Pourquoi le premier "discours du trône" de Charles III va être très scruté
L'événement est aussi solennel qu'historique. Charles III prononce ce mardi 7 novembre à 11h30 son premier "king's speech", discours du roi, en tant que souverain, face aux deux chambres du Parlement britannique, dans la chambre des Lords au palais de Westminster.
"C'est un discours qui sera remarqué dans la mesure où c'est le premier qu'il réalise en tant que souverain", note l'historien spécialiste du Royaume-Uni Philippe Chassaigne.
Car si Charles a déjà assuré ce discours, également appelé "discours du trône", en mai 2022, c'était en tant que prince de Galles, en remplacement de sa mère, la reine Elizabeth II dont la santé déclinait.
Ce discours fait partie d'une cérémonie, qui marque l'ouverture officielle du Parlement. Si cette cérémonie se tient généralement en mai ou juin, elle peut aussi avoir lieu à d'autres moments de l'année, en fonction du renouvellement de la Chambre des communes. Cette cérémonie permet au gouvernement de présenter son programme pour l'année à venir.
Les médias guettent tout signe d'un éventuel désaccord
"Le roi assure là son rôle de chef d'État, mais c'est le Premier ministre et le gouvernement qui écrivent le discours", souligne Philip Turle, chroniqueur international à France 24, rappelant qu'au moment du Brexit, la reine, qui n'était pas forcément d'accord avec ce choix avait dû lire le discours écrit par Boris Johnson.
Certains médias britanniques ont à l'époque voulu voir dans la tenue de la reine, un tailleur bleu, la couleur de l'Europe, et surtout dans son chapeau émaillé de fleurs au cœur jaune qui évoquaient les étoiles du drapeau européen, un message caché de la souveraine, lisant un texte auquel elle n'adhérait pas.

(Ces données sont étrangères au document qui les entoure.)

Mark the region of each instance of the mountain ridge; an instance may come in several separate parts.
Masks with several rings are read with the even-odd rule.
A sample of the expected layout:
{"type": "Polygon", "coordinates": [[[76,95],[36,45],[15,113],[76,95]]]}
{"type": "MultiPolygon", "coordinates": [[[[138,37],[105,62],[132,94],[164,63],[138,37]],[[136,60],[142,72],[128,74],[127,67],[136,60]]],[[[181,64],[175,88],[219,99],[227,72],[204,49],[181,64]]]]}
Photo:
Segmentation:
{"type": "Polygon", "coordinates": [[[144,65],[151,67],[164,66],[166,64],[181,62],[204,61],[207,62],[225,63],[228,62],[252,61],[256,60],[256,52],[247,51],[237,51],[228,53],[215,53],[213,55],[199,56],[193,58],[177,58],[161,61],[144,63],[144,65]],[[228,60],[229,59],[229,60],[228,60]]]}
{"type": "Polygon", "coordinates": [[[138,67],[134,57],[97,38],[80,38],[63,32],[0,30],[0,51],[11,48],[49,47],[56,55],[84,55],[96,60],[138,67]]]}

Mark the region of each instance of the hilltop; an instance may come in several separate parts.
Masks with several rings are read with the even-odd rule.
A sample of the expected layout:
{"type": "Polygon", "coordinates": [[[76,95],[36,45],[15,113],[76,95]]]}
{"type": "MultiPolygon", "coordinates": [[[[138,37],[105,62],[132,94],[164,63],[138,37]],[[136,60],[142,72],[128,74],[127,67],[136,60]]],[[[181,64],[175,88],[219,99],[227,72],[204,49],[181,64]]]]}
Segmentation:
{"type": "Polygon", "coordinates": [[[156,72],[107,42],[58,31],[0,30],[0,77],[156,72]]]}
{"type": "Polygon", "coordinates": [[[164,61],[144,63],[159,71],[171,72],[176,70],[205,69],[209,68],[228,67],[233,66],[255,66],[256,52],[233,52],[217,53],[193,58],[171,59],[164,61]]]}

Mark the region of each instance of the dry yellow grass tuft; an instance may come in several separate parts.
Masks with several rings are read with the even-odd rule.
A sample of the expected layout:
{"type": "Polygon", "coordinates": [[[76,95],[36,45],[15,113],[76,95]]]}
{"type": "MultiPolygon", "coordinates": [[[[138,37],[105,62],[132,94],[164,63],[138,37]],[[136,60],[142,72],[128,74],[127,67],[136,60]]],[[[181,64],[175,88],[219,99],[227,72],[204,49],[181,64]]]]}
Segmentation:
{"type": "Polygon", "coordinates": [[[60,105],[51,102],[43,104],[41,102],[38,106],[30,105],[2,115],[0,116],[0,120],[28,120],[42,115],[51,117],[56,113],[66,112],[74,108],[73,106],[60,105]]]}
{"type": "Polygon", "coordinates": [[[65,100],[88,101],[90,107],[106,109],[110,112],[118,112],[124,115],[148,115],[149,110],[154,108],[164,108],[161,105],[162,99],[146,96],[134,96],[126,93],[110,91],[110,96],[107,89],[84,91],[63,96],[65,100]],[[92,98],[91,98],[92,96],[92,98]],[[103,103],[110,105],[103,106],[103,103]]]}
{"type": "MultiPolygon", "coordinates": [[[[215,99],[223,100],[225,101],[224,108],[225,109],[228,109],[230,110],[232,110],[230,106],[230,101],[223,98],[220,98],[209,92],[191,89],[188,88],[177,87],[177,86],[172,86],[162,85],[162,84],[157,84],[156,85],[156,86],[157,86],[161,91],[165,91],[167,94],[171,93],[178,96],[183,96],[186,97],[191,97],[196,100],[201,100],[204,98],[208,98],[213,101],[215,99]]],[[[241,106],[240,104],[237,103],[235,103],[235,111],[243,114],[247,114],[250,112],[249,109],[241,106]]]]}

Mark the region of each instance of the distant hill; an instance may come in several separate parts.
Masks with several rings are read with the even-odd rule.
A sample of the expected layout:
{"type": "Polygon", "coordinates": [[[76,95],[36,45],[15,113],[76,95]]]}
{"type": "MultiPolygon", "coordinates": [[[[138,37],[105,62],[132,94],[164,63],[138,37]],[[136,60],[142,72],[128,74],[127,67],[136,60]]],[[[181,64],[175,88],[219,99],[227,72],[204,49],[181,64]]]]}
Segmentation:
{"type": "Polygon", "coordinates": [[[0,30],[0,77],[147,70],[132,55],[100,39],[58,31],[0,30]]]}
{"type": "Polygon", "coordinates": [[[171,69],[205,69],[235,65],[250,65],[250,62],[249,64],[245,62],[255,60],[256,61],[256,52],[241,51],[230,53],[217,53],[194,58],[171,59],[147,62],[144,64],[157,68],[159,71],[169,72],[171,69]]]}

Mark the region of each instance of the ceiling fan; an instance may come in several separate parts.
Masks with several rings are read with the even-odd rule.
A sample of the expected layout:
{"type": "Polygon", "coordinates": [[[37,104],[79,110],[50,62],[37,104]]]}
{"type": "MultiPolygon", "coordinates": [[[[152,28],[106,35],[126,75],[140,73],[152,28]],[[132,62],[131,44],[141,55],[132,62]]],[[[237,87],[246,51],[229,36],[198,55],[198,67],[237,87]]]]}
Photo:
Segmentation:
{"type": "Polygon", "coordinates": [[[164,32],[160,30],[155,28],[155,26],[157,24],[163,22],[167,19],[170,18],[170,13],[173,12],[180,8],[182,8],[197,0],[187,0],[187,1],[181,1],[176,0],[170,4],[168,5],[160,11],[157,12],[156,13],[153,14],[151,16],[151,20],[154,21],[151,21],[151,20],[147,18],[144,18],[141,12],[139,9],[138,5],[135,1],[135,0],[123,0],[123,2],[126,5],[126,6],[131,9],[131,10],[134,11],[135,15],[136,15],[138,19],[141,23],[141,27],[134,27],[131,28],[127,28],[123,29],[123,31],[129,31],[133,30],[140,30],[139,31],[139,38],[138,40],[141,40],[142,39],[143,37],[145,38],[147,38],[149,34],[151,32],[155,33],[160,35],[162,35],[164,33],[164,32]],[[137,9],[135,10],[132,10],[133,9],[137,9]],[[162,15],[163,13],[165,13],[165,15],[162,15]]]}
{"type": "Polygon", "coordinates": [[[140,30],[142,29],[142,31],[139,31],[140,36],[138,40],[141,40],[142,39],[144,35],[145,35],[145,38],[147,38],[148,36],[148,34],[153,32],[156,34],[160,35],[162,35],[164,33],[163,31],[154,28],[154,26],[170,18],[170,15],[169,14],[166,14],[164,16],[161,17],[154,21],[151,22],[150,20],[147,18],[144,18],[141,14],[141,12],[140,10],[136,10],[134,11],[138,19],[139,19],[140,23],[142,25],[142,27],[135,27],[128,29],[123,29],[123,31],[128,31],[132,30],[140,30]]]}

"Les observateurs ont à ce sujet des avis très différents, note pour sa part Philippe Chassaigne. Certains étaient persuadés qu'elle était pour le Brexit, et qu'elle n'était pas mécontente de voir le Royaume-Uni quitter l'Union européenne".
Pour le premier discours du trône de Charles en tant que roi, les médias guettent tout signe d'un éventuel désaccord avec la politique du gouvernement de Rishi Sunak.
"Les caméras seront là pour enregistrer toute réaction involontaire et tout signe de désaccord, alors qu'il s'est entraîné toute sa vie à faire en sorte qu'il n'y en ait pas", estime ainsi Skynews.
Mais si Charles s'est beaucoup exprimé sur différents sujets qui lui tiennent à cœur lorsqu'il était prince de Galles, "c'est plus compliqué pour lui en tant que roi de montrer qu'il n'est pas en adéquation", note Philip Turle.
"Ce qui garantit la survie de la couronne depuis un siècle et demi, c'est qu'elle est au-dessus des partis et de la lutte politique au quotidien", souligne également Philippe Chassaigne.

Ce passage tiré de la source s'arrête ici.